Story by: Christos Gage & Chris Ryall Art by: David Messina Inks by: Michele Pasta Letters by: Shawn Lee Published by: IDW
Rom #1 is the story of the legendary space knight of the Solstar Order, and his quest to destroy the Dire Wraiths – an evil species of alien invader. The basic premise of a shiny robot knight from the cosmos doesn’t sound too exciting – as with any tale involving robotic life, it falls upon the creative team to give them “life” else there is a lack of empathy for the character. What follows in this book, however, is rather entertaining. The story by Christos Gage and Chris Ryall takes Rom to Earth. An Earth that has been invaded by the Dire Wraiths, creatures that can appear in the guise of humans (a firm science fiction staple going back decades) while the host body is actually already dead. When Rom arrives on Earth, the Wraiths have already ingratiated themselves into human society, and have been preparing for Rom’s arrival.
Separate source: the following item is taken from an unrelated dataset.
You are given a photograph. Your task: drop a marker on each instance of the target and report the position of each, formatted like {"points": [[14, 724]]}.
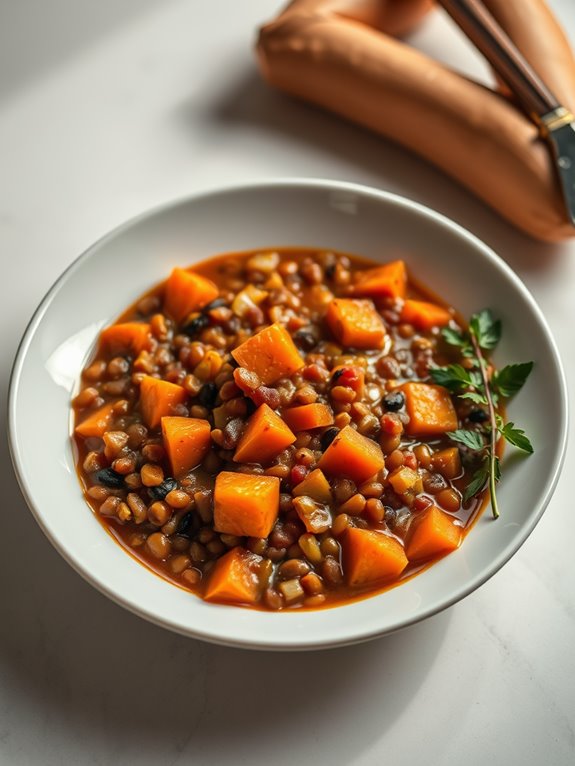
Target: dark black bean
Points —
{"points": [[109, 478], [478, 416], [215, 305], [195, 325], [305, 339], [160, 491], [390, 516], [327, 437], [185, 527], [393, 401], [208, 394]]}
The art of Rom is provided by David Messina and they do a very competent job on bringing the space knight, and the Wraiths, to life. There is a nice variety to the pages, in terms of the action and the various characters involved. The Dire Wraiths are nicely realized, and the native humans are suitably wrought. Given that the central character is a very generic type robot, it is a testament to the artist that the interest levels in the pages don’t suffer as a consequence. Overall, the book fares better than you’d think, given the generic nature of the science fiction element and the central character’s attributes. This is due to the sterling work of the creative team, the story is plotted/scripted with a good deal of care, the narrative evolves as the book progresses. Allied to the solid work on the script the art from Messina is very effective and provides enough variety to keep the reader occupied. While there are doubts about Rom as a leading character there seems enough from this issue to suspect that ensuing volumes will be action packed, engaging, and thoroughly worthwhile. For once we have an entertaining book that doesn’t sell the reader short, but delivers a quality narrative wrapped in some very nice art work (the blood spatter is a delight!)